A
cada novo filme de Tim Burton há uma dúvida que começa a instalar-se: como
distinguir a recriação artística do mesmo tema como marca de autor e o
labirinto obsessivo e laxante de figuras que compõem um imaginário formal? Esta
nossa inquietação conduz-nos a uma outra: como sobrevive o autor de Nightmare Before Christmas no interior
de uma Hollywood que a cada pirotécnia audiovisual se expõe cada vez mais como
“máquina de impossibilidade” a mostrar a catástrofe sistemática da experiência
estética do cinema? Há que perceber que
a estética digital no cinema é ainda só um bebezinho a fazer “birras
estrondosas”. Ela apenas ainda tenta mimar esteticamente os mecanismos
fragmentários de (des)atenção do humano, com esse movimento incessante, rápido,
inebriante. Se o movimento está na base da e-moção, os próximos anos desta
estética perceberão necessariamente que essa emoção, pode ter como base
exterior um aturdimento visual, mas precisa de construir a sua dimensão
interior. O cinema neo-clássico ainda não consegue criar ficções que
reencadeiem politicamente o espectador. Resultado: nobody cares, yet.
Perante
isto, tudo é invadido de um “colesterol narrativo” que serve o efeito. Em Tim
Burton, perfeitamente imerso neste universo, o efeito é interessante. Isto porque
já desde o início da sua carreira que o norte-americano é sobretudo um
experimentador plástico, cromático, numa carreira de homenagem ao género
fantástico, aos ambientes série B, reescrevendo o seu imaginário gótico-familiar
(infantil?) por sobre essa herança. É mantendo essa sua posição de iconoclasta
que Tim Burton consegue “sobreviver” na paisagem mainstream como autor
munido do seu ator fetiche, Johnny Deep, que vai modelando, multifacetando como
rosto chave desta tarefa em continuum
de revisitação do imaginário fantástico. Neste árduo trilho de sobrevivência de
um “artesão”, Dark Shadows, para além de uma coleção interminável
de referências ao género, que vai deste Deep-Nosferatu a True Blood, e da premissa de choque e gag de um vampiro do século XVIII que acorda nos anos 70, pouco
tem a dizer. Ou melhor, toda a construção de cenários, da composição em
profundidade ou do esoterismo da representação (todos gozam muito,
especialmente Eva Green, com esta oportunidade de se ser “inteligente” no seio
de uma oportunidade desmiolada), que é o que é verdadeiramente “dito” em Dark
Shadows, surge acabrunhado nesse borrão narrativo que os envolve. O carregamento
energético de detalhes redundantes acabam por homogeneizar um bonito “bolo”

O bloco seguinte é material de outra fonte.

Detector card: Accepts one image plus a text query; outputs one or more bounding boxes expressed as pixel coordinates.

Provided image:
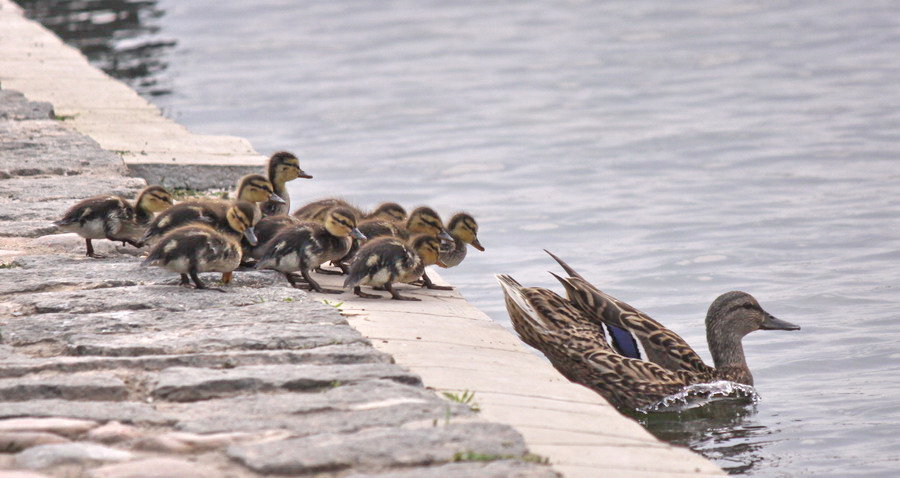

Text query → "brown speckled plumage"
[498,254,799,408]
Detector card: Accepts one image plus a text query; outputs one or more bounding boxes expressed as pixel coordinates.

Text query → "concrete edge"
[0,0,724,477]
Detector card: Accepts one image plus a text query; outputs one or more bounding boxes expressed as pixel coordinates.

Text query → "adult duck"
[497,254,800,408]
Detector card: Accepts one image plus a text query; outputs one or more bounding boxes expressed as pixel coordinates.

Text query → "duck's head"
[706,291,800,344]
[237,174,284,203]
[447,212,484,251]
[226,201,259,246]
[269,151,312,184]
[406,206,453,242]
[325,207,366,241]
[409,234,447,267]
[135,186,174,212]
[367,202,407,222]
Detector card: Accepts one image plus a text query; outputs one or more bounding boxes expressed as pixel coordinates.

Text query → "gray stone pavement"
[0,90,557,477]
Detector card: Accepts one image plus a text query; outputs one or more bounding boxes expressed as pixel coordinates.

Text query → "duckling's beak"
[244,227,259,246]
[759,312,800,330]
[350,227,369,241]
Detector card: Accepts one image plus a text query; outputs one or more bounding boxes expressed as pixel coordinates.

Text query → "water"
[22,0,900,477]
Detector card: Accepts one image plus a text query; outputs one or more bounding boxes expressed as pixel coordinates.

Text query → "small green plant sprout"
[522,453,550,465]
[322,299,344,309]
[453,451,507,461]
[442,390,481,412]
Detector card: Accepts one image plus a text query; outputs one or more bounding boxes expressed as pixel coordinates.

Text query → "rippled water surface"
[22,0,900,477]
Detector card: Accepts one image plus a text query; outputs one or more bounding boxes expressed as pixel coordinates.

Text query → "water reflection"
[630,399,771,474]
[16,0,176,96]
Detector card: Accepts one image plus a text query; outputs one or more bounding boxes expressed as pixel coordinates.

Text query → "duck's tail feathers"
[496,274,553,332]
[544,249,584,280]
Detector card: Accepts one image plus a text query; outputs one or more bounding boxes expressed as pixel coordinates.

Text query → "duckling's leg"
[353,286,382,299]
[284,272,307,289]
[84,239,105,259]
[422,272,453,290]
[190,270,225,292]
[300,268,344,294]
[384,282,422,301]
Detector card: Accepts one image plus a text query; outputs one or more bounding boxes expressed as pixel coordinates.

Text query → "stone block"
[228,423,527,474]
[87,457,223,478]
[16,443,134,470]
[150,364,421,402]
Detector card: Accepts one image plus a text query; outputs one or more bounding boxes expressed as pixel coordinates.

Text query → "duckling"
[260,151,312,216]
[344,234,444,300]
[141,201,257,292]
[294,198,364,223]
[243,214,304,260]
[441,212,484,267]
[365,202,408,223]
[256,207,366,294]
[334,203,452,274]
[140,174,282,245]
[53,186,172,259]
[406,206,453,290]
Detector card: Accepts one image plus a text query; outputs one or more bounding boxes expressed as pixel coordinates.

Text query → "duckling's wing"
[53,196,127,226]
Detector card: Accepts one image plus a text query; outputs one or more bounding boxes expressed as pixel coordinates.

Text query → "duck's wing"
[497,274,609,383]
[547,251,713,374]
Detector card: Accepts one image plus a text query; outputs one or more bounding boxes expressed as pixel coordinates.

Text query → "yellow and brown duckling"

digital que parece a cada momento querer extrair as suas impurezas, isto é, a
presença humana. Os atores de carne e osso, por mais malabarismos que façam,
estão sempre em background como
presença incomodativa parecendo introduzir no sistema uma falha
incompreensível. Desta feita, a criação de ambientes parece transcender o
efeito da sugestão e funcionar como recreio para entreter as criaturas em que se tornaram os espectadores. No fundo, se são capazes de me perdoar a expressão, é como se
estivéssemos a ver um Tourneur só que explicado para atrasados mentais.